The women were detained as they tried to hand a petition to the justice ministry in Khartoum.

The authorities have said they are investigating the alleged whipping, which has been widely circulated on the YouTube website.

The BBC's James Copnall in Khartoum says flogging is a common punishment.

Those convicted of crimes ranging from selling alcohol to "indecent dressing" or adultery are sentenced to lashes by Sudan's Sharia courts.

The video purports to show Sudanese policemen whipping a woman in front of a crowd, as she kneels on the floor, crying out.

YouTube has removed some of the postings of the video but on Tuesday, it could still be easily found.

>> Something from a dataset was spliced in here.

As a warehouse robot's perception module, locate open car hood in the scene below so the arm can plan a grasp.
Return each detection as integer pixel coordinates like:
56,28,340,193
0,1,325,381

"Humiliating your women is humiliating all your people," the women shouted as they were being arrested, reports the Reuters news agency.

Some officials say the video is not genuine but Khartoum State Governor Abder Rahman al-Khidir told local TV the woman had been punished under Sharia law and a "mistake" had been made, the AFP news agency reports.

During the arrests, our correspondent was kicked to the ground and had his equipment confiscated.

Sharia, or Islamic law, has long been implemented in Khartoum but when attempts were made to introduce it countrywide in 1983, people in the south, where most people are Christian or follow traditional religions, took up arms in protest.

After a 2005 peace deal, a referendum is due in January on whether the south should secede from Africa's largest country.